Many farming promises made by the government have yet to be delivered, says an assessment of the coalition government’s first year in power.
Published exactly a year after the government’s coalition agreement, the NFU document will be unveiled on Friday (20 May). The agreement contained positive news for farmers, it acknowledges. But there is much progress still to be made.
Coalition pledges included the establishment of a supermarket watchdog, the introduction of measures to control bovine TB in badgers, a review of farming regulations and a commitment to energy from renewable sources.
“While a year may seem like a long time in politics, some of these policies have yet to be fully implemented. We appreciate that getting policy right often means taking time, but we also hope to see significant progress made in the second year of the coalition,” reads the report.
Amid disappointment at the pace of delivery for the Grocery Market Adjudicator, the report urges the government to speed up its implementation.
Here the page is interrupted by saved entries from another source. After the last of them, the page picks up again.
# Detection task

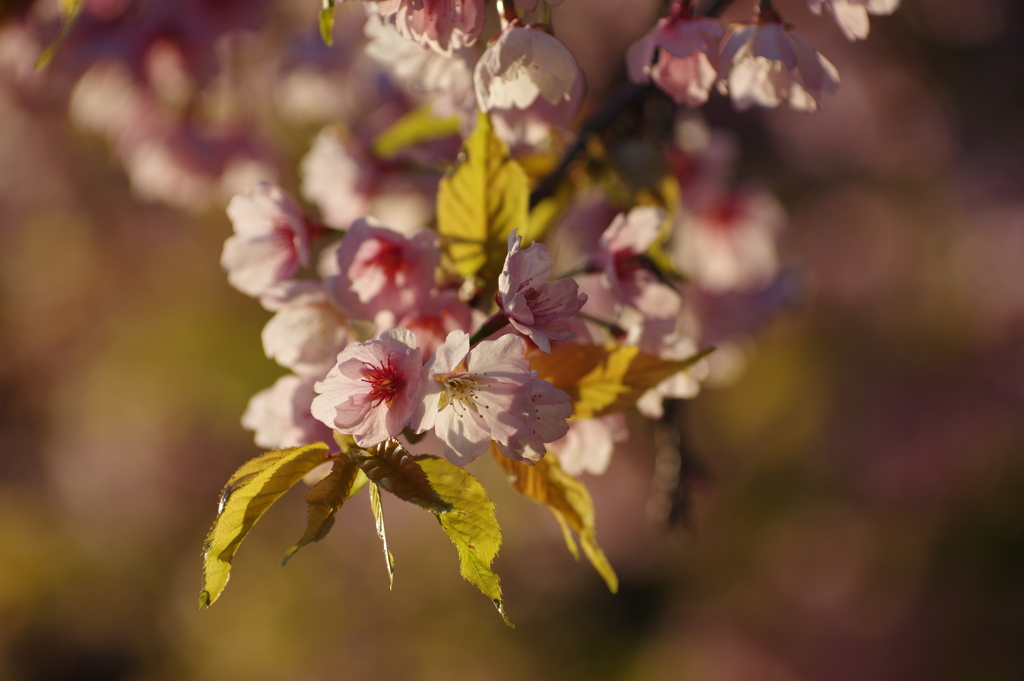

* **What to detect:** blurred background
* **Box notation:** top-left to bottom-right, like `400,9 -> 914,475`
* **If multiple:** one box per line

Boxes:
2,0 -> 1024,679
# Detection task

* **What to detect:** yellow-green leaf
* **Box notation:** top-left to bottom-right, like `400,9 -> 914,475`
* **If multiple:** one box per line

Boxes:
417,455 -> 512,626
369,483 -> 396,588
372,104 -> 461,160
352,439 -> 451,513
35,0 -> 83,69
529,343 -> 714,419
524,181 -> 572,244
319,0 -> 337,45
437,112 -> 529,280
280,454 -> 365,566
492,448 -> 618,593
199,443 -> 331,607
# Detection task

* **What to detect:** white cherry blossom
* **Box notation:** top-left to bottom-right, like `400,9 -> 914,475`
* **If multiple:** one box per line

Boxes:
719,6 -> 840,112
809,0 -> 900,42
474,24 -> 581,113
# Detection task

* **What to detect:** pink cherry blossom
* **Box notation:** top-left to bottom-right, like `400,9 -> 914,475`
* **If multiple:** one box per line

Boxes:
259,281 -> 352,376
626,8 -> 725,107
391,0 -> 486,56
379,288 -> 474,358
221,182 -> 311,297
809,0 -> 900,42
311,328 -> 423,447
549,414 -> 628,476
493,377 -> 572,464
242,374 -> 334,450
596,206 -> 682,320
498,230 -> 587,353
635,335 -> 710,419
323,219 -> 439,320
474,24 -> 582,115
718,5 -> 840,112
413,331 -> 536,464
671,187 -> 784,293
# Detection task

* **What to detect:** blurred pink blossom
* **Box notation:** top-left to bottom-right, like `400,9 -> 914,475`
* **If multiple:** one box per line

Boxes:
311,328 -> 423,447
380,288 -> 474,358
672,188 -> 784,293
222,182 -> 311,297
549,413 -> 628,476
625,7 -> 724,106
719,6 -> 840,112
259,281 -> 352,377
242,374 -> 334,450
809,0 -> 900,42
323,219 -> 439,320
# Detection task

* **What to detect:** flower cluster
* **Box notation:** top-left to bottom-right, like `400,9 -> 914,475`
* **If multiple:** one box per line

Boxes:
206,0 -> 896,486
627,0 -> 899,112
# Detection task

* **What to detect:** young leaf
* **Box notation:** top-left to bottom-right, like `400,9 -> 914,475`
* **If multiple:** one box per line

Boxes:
492,449 -> 618,593
437,112 -> 529,279
280,454 -> 366,566
369,483 -> 396,588
200,443 -> 331,607
35,0 -> 82,69
417,456 -> 512,626
319,0 -> 337,45
352,439 -> 452,513
372,105 -> 461,160
529,343 -> 714,419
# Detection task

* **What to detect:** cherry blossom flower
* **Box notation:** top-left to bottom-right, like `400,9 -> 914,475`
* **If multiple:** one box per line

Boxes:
498,230 -> 587,353
635,335 -> 710,419
809,0 -> 900,42
718,3 -> 840,112
363,13 -> 477,119
474,24 -> 582,115
323,219 -> 440,320
625,6 -> 725,106
595,206 -> 682,320
493,377 -> 572,463
672,187 -> 784,293
311,329 -> 423,447
221,182 -> 311,297
301,127 -> 438,235
259,281 -> 351,376
388,0 -> 486,56
378,288 -> 474,358
413,331 -> 538,464
549,414 -> 628,476
242,374 -> 334,450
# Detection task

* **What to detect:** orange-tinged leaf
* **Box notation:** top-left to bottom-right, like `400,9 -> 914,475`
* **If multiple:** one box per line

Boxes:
529,343 -> 713,419
352,439 -> 451,513
281,454 -> 365,566
492,447 -> 618,593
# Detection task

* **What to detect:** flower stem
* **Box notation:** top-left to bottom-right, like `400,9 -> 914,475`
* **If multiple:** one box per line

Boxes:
469,313 -> 510,346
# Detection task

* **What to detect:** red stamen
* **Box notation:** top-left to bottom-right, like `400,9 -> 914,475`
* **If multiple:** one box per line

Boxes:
362,356 -> 405,407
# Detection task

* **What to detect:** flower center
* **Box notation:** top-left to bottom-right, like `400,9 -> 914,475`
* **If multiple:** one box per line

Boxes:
370,242 -> 406,279
363,356 -> 405,407
437,372 -> 479,406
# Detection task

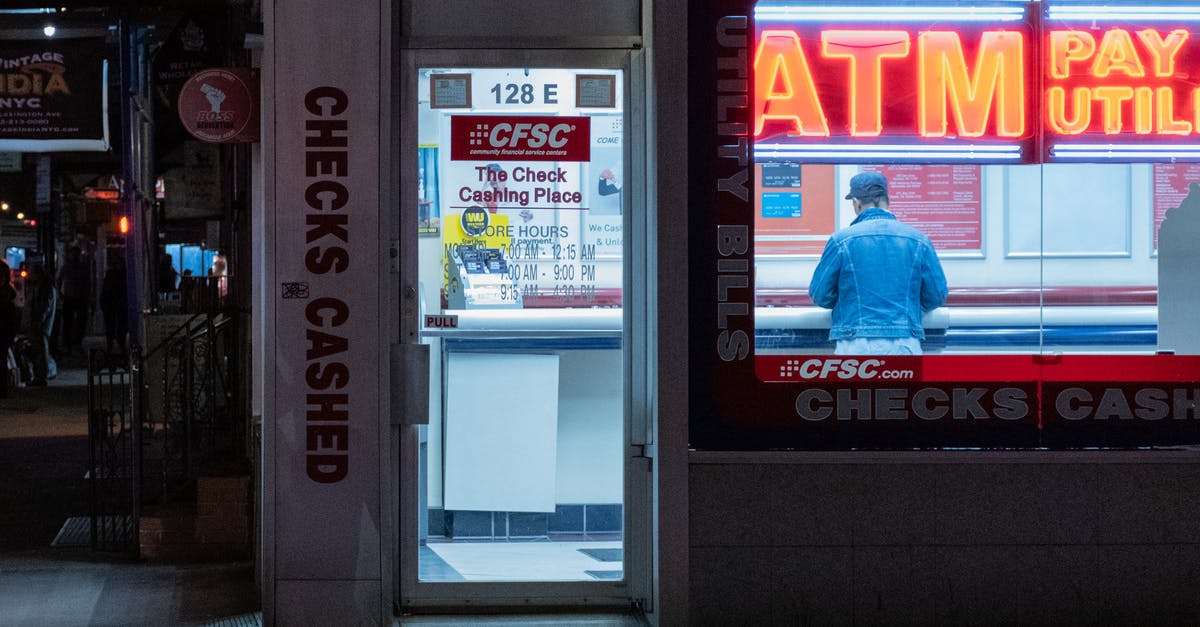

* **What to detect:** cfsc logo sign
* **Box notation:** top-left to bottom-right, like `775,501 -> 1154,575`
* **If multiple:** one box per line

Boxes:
451,115 -> 591,162
775,358 -> 921,381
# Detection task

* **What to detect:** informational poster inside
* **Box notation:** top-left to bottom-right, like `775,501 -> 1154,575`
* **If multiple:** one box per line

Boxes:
444,113 -> 594,306
434,68 -> 624,309
754,163 -> 836,255
584,114 -> 622,258
1152,163 -> 1200,250
0,39 -> 109,151
863,165 -> 983,252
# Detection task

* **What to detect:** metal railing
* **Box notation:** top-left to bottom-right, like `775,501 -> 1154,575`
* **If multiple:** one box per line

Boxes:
87,348 -> 140,556
143,311 -> 244,505
87,307 -> 246,557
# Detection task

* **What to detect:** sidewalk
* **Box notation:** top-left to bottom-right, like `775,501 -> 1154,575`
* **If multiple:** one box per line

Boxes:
0,339 -> 261,626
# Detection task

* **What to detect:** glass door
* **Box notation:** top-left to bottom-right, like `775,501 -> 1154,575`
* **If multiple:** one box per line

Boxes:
397,50 -> 648,610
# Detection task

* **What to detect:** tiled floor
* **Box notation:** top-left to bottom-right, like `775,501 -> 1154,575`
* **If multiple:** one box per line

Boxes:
423,540 -> 624,582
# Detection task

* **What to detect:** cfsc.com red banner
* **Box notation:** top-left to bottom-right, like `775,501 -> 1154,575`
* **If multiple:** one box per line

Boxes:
450,115 -> 591,162
754,354 -> 1200,448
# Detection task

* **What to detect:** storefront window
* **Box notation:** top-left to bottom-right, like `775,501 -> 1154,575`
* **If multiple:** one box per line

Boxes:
686,0 -> 1200,449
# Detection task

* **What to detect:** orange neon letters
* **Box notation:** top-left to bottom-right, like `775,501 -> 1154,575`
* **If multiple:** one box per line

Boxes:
1049,31 -> 1095,79
1137,29 -> 1190,77
1092,29 -> 1146,78
1091,86 -> 1134,134
919,30 -> 1026,138
1046,86 -> 1090,135
821,30 -> 910,136
751,25 -> 1198,140
753,30 -> 830,136
1135,87 -> 1154,134
1158,87 -> 1193,134
1045,28 -> 1196,136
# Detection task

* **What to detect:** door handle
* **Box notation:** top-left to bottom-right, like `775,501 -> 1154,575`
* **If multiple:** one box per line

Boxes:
391,343 -> 429,425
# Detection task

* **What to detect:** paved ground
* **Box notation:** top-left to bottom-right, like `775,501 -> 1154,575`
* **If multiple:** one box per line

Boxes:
0,341 -> 260,626
0,341 -> 642,626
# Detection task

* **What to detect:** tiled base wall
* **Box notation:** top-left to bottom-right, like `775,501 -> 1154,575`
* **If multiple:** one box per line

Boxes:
689,457 -> 1200,625
427,504 -> 622,540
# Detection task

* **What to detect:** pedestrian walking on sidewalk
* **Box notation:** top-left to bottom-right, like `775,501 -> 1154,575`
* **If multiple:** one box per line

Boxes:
100,255 -> 128,355
27,263 -> 57,385
0,260 -> 18,397
57,245 -> 91,356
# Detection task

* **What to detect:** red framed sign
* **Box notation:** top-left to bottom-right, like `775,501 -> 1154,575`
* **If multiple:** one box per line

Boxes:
689,0 -> 1200,451
1043,4 -> 1200,161
752,1 -> 1038,163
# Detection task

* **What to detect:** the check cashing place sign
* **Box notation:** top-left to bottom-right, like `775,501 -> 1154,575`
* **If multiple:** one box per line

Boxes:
688,0 -> 1200,451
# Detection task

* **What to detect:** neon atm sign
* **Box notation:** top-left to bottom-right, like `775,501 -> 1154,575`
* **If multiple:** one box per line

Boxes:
756,30 -> 1027,138
753,2 -> 1200,163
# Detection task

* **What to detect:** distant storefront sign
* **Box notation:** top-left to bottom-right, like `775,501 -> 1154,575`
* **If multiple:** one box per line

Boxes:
177,67 -> 260,143
0,38 -> 110,151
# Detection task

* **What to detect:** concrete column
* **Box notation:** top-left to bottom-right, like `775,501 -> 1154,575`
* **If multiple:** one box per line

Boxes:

It also calls for a speedy implementation of a promised bovine TB eradication plan.
The report praises government attempts to reduce farming red tape. But it warns that implementation of Farming Regulation Task Force recommendations across Whitehall is now crucial for the review to be meaningful.
The document praises DEFRA’s business plan for supporting British farming and sustainable food production. But it voices concern that this commitment is not shared across government departments.
On CAP reform, the NFU remains concerned that British influence in European negotiations continues to be marginalised. The government must adopt a pragmatic strategy geared towards serving the interests of British farming, it says.
Meanwhile, industry leaders are still waiting for the publication of White papers on the natural environment and water, which will help define government policy in relation to the farmed environment, says the report.
“We hope they will recognise that food production and environmental protection must go hand in hand, and we urge government to acknowledge that voluntary approaches to managing our natural resources are preferable to regulatory ones.”
The report praises the government’s commitment to maintaining funding for R&D, notably through a spending review pledge to maintain the science budget. But it says questions remain as to the extent of this protection.